1. Because it is often adopted as a workaround for close-coupled systems, a scenario such as a forensic investigation may arise where a decision is made to send replay data to the close-coupled system.  It may however fail for either of two reasons:
   • First, if the close-coupled system has a retention period (say 3 months) that is shorter than the age of replayed data (say 6 months), the data will be deleted upon receipt at the close-coupled system.
   • Second, given the drive to reduce costs, the enterprise would almost certainly have reduced the local storage and/or ingestion capacity of its closed-coupled system.  This means a sudden dump of forensic data would exceed that reduced capacity and cause the cache contention scenario described earlier. The result would be an under-capacity system that struggles to meet BAU while crawling to answer urgent forensic questions.
2. Data would remain un-normalised without deliberate implementation activity, so datasets will be both siloed and misaligned for correlation.

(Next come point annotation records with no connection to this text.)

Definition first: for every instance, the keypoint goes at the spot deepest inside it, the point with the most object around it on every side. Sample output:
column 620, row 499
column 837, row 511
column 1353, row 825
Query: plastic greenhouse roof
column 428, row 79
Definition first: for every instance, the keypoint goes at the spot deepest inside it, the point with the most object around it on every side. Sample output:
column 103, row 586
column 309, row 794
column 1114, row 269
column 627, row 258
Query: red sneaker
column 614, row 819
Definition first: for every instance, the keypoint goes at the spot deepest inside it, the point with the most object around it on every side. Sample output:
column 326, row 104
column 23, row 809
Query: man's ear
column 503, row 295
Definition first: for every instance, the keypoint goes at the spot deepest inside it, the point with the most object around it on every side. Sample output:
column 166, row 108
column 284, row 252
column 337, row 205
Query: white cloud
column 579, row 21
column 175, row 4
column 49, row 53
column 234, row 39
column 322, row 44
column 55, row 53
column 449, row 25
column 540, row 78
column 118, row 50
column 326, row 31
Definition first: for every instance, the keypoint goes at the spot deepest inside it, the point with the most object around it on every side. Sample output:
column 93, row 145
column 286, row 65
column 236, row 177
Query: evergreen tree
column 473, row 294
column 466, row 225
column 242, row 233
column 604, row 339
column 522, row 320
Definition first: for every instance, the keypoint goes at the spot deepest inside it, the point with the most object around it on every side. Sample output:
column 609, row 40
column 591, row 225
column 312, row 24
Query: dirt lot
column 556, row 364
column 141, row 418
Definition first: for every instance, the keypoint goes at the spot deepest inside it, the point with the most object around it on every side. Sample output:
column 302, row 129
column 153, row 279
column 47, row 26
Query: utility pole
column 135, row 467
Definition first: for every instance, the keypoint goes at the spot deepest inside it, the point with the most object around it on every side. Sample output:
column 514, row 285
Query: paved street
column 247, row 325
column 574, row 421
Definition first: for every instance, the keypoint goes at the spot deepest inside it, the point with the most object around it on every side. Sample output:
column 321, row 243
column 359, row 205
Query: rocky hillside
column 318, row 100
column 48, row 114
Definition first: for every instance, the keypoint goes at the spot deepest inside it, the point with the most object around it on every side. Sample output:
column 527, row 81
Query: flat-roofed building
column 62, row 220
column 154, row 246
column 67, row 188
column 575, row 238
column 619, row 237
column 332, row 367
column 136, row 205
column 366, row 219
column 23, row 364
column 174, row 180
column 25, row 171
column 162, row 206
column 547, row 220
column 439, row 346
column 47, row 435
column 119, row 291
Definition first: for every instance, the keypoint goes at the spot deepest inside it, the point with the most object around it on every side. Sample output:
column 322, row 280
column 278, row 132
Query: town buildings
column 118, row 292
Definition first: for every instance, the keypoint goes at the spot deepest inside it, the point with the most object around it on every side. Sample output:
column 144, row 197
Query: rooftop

Managing Reductive Federation

In addition to the management factors of Inter-Platform Federation, enterprises must:

• Evaluate what contingency they have prepared if they reduce the capacity of their close-coupled system
• Consider mitigations for any foreseeable scenarios in which they will require coherent and consistent correlation capabilities for large volumes of data

Conclusion

For enterprises drowning in data but starved for insights, data federation is emerging as a part of many ostensible solutions. This article provided an analysis of four federation approaches seen across different vendors, highlighted the respective advantages, and noted areas where management is required.  Enterprises should tightly align their use-cases with solutions whose federation approach best meets their needs. The right choice of federated solution empowers enterprises to gain insights, defend themselves better, save money and minimise remedial management activity.